Agile supply chain, I already mentioned to explore, we need to be agile with [ph] co-packers (01:01:46) flexible distribution. But then as we scale, we need to be sure that the value chain of those ingredients is coming along with us. And finally in digital, we could boil the ocean. So we have focused, we have said it’s three things, digital marketing, eCommerce and analytics. And if there’s something else, we will figure out later, but let’s start with this.

So, we are building the community, the community that can and should talk and find the governance between our bottlers and us, on how are we doing on these three categories. And the interesting thing is we’re not doing it that bad. We have 89 CokeTV among the best channels in YouTube, not bad. We are number one across fast-moving consumer goods in Twitter, also in Facebook across beverages, Fanta, Sprite and Coca‑Cola and best positive sentiment across five digital platforms in fast-moving consumer goods.

Coke Studio, this is an incredible, incredible story. Ten years of Coke Studio, this year, 1 billion views, and it’s in a few countries. Now, we have to expand that through a lot more countries. Probably, one of the reasons why Pakistan is doing such an incredible job in recruiting and bringing teens into the franchise.

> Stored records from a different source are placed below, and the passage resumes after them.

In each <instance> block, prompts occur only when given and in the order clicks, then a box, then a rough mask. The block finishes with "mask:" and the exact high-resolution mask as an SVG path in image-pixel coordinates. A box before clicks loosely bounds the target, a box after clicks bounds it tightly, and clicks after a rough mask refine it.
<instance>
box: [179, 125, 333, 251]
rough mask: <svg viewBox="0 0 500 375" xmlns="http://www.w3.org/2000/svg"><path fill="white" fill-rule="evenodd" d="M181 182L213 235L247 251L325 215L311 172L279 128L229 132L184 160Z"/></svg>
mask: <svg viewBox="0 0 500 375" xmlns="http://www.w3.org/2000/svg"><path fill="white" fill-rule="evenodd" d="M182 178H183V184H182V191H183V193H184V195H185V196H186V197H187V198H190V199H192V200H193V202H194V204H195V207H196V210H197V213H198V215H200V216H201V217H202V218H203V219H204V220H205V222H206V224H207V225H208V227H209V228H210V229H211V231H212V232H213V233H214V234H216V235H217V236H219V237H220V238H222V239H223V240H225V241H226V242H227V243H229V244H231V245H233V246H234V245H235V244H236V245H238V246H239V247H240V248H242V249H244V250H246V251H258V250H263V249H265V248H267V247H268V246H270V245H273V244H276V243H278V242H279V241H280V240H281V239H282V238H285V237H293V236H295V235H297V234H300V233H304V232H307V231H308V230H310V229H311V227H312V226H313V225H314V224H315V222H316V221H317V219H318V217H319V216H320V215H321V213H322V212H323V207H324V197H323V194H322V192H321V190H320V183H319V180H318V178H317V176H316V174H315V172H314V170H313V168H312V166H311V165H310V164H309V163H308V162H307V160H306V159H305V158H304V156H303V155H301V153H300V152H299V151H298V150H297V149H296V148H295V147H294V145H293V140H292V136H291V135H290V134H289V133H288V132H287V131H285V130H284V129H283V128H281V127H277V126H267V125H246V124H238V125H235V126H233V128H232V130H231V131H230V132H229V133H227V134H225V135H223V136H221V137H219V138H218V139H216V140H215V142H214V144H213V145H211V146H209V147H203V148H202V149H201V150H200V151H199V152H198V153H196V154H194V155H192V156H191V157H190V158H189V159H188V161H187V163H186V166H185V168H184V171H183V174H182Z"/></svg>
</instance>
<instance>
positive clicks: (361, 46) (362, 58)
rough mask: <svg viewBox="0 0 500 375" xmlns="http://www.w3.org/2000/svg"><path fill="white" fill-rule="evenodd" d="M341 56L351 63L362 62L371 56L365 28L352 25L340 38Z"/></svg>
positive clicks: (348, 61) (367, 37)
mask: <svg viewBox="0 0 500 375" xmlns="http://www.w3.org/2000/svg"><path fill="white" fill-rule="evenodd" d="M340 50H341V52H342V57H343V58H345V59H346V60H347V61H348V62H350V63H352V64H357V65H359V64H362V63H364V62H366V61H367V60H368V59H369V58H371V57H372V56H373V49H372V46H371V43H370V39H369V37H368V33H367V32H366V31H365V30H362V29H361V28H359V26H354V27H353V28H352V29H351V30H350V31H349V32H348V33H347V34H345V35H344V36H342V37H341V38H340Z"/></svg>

Then, in Japan, we already have 5 million apps downloaded for our loyalty program that allows you to interact with our vending machines. In China, 5 million transactions with an e-coupon that every time temperature is above 35 Celsius, you can go and get a free Sprite that is sampling with the refreshing Sprite.

Our numbers on eCommerce, not bad, good solid growth, actually, Diet Coke is the number one grocery SKU in digital commerce in the states, and we are building partnership with our customers and with any player and platform that is in this space, because this is not a channel.

So, we are in a club that grows, that’s granted. The discipline of growth will allow us to accelerate growth. The discipline of growth will allow us to build quality leadership in more spaces. And as we do that, we will get better margins and we will get accelerated growth.

For that, we need to build capabilities, we build segmentation, edge-driven marketing, experiential brand marketing. We have to build digital, agile supply chain, but the journey is only beginning. The journey is only beginning. We know that there is a lot of value in our leadership positions that we can and we will capture by not chasing volume, but revenues by connecting better our brands with those consumers and by going after niche and premium spaces. That money is good growth for us and will help us fund the experiments that we need to have to explore.

As those experiments bloom, we’re going to have an incredible spring, unlike Game of Thrones, I have to tell you winter is going away. So, one chart to finish, I have change here, because I really think that discipline is here. It’s just not evenly distributed. You go across the world and you see that we do understand certain things. But now, what we have to do is we have to spread it and elevate the knowledge that we have on them and the quality with which we practice it.

And I’ve been told that you like mathematics, for me the definition of discipline is numerically that one, that basically says that when you are 1% better every day, at the end of the year, you’re 38 times better. That’s 1.01 elevated at the 365 power. Now when you are 1% worse every day of the year, you end up almost killing yourself. That’s 0.99 elevated at the 365 power. The difference between those two things for me is discipline. Thank you.